Bad news for Southern California home builders…
Last month, sales of newly built homes hit the lowest point for a March since at least 1988, with just 1,144 sales, according to real estate data firm DataQuick.
To put the dismal numbers into perspective, average new home sales volume for a March is 3,661.
Meanwhile, overall home sales totaled 19,412 in six Southland counties during the month, up 35.1 percent from February, but down 5.2 percent from March 2010.
And last month’s sales were 21.4 percent below the March average of 24,706.

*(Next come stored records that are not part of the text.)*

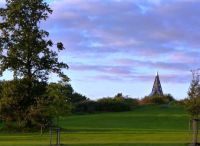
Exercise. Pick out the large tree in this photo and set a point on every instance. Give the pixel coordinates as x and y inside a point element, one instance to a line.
<point>26,50</point>
<point>24,46</point>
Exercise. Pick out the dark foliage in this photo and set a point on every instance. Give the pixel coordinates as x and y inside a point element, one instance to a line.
<point>157,99</point>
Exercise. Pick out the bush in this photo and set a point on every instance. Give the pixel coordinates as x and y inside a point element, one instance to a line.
<point>157,99</point>
<point>106,105</point>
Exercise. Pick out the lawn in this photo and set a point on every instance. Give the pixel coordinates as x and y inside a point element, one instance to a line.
<point>144,126</point>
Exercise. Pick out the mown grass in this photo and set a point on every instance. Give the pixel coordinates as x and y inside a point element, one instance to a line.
<point>144,126</point>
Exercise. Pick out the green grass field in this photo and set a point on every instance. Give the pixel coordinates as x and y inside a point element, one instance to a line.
<point>144,126</point>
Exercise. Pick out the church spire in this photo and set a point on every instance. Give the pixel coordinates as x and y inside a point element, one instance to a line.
<point>157,88</point>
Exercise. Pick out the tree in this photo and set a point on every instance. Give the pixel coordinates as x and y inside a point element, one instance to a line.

The good news is that sales so far this year have been only 20 percent below the norm, compared to 25-30 percent during the first half of 2010.
Home Prices Flat
The median price paid for a Southland home increased 2.0 percent to $280,500 last month, though it’s down 1.6 percent from a year ago.
The low point for the current real estate cycle was $247,000 back in April 2009, nowhere close to the high of $505,000 seen in mid-2007.
Adjustable-rate mortgages (ARMs) accounted for 7.8 percent of last month’s sales, jumbo loans grabbed 15.9 percent of all purchase money mortgages, and FHA loans were used in 32 percent of all transactions.
Cash was used in 30.5 percent of sales, down from 32.3 percent in February, the all-time high, but up from 27.9 percent a year ago.